IV
Видали многое глаза мои, де-Во;
Уже их удивить не может ничего.
Дю Белле
(перевод с французского В. Левика)
В подобном неправильном состоянии духа можно бы и не замечать ничего кругом. Но всё же я заметила, например, что заборчик, сопровождавший меня слева, был лишь намёточный, поставленный явно какими-то шабашниками, причём прямо среди и вдоль узкого тротуарчика, — (это чтобы то есть ходить было неудобно. А то — ходят тут всякие!)… Вообще же это место напоминало мне одну из сторон Тишинского рынка, — все остальные стороны которого, впрочем, всегда казались мне тоже обратными, тыльными! Должными бы выходить на обширные пустыри, но, по заведённому недоразумению, упирающиеся как раз в самые многопроездные улицы.
И тут остановилась я на углу какой-то площади. Сумеречной, как — я не знаю что, и серой, как безобразие!
Если я скажу, что на открывшемся моим глазам пространстве танцующие части большой толпы, — не попадающей почему-то на площадь, но обрамляющей, обтекающей площадь, порой выпрыгивали из нетанцующей массы вверх, как пружинки форелей, подбрасываясь над ней и снова в неё заваливаясь; если я скажу, что по краям площади перед толпой ходили какие-то распорядители с авторитетными взмахами рук и что в полумгле припозднённого дня шли какие-то съёмки — не съёмки, а большие приготовления к действу, — наверно это будет неточно.
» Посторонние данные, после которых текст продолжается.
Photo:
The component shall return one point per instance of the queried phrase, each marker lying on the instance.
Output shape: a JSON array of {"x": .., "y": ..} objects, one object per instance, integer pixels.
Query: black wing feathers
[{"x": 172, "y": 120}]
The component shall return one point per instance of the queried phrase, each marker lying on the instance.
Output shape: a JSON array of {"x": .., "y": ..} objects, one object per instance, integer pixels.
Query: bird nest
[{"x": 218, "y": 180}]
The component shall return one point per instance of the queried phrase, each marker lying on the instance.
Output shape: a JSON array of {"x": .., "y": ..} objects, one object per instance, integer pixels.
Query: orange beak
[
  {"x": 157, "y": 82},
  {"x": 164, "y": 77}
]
Но нечто подобное несомненно происходило и не только здесь, но и дальше, — много дальше; аж за окраины и во все стороны — расходящимися кругами…
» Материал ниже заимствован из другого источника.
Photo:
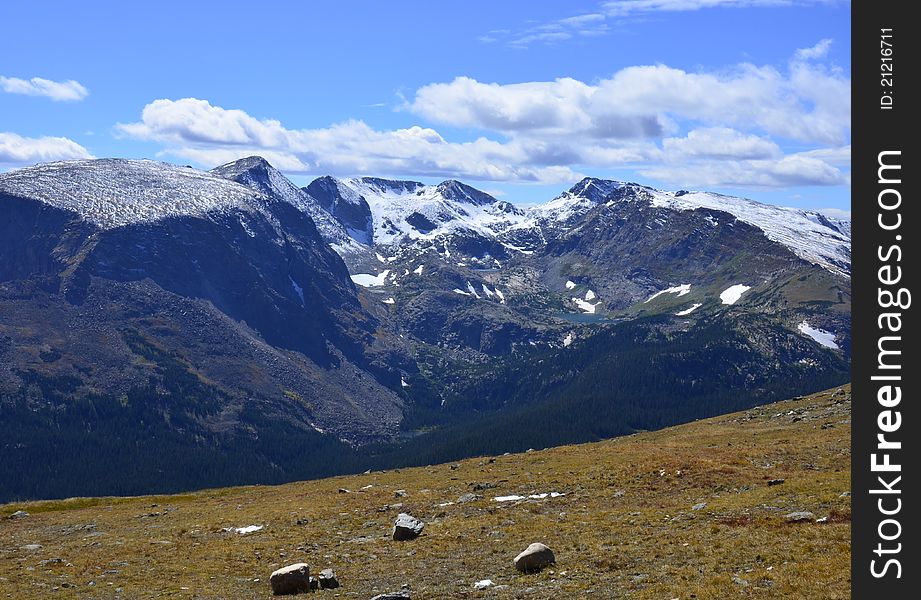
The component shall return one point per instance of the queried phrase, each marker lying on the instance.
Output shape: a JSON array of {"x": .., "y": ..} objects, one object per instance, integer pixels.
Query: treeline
[
  {"x": 60, "y": 441},
  {"x": 634, "y": 377}
]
Бог весть кто мне успел шепнуть об этом на беззвучном наречии снов, но теперь я знала, что мглистое движение (вкруг площади и по всему городу) происходит по случаю репетиции оперы «Ясон»[1], которая ставится почему-то прямо на улицах! Но улиц, проулков и площадей было ей, этой опере, мало, и, разливаясь, она перекидывалась уже на окраины и перехлёстывала за окраины, — дальше их… (До меня донеслось, что дальше «Ясон» идёт уже и по деревням, с той разницей, что там, по пути, он превращается уже в «Оперу нищих»!) Вот ведь какого размаха, выйдя вдали из-под контроля, достигал режиссерский замысел! И, не знаю — как в провинции, а в городе, сказывали, уже не было места для не-устроителей и не-артистов (вроде меня).
Дерзко-неряшливое изделие лжестроителей — небрежный заборчик вышел теперь, ковыляя, почти на самую площадь и, клюнув асфальт, оборвался. Я тоже остановилась. И стала шагов за двадцать-за тридцать от поучительнейшего зрелища!
Где кисть Франсиско Гойи?! Где перо Лескова?! Слишком уж много воздуха набрать нужно в лёгкие, слишком уж издалека разбежаться надо, чтобы приступить к живописанию; до такой степени диким и перепутанным было существо, видневшееся передо мной на площади.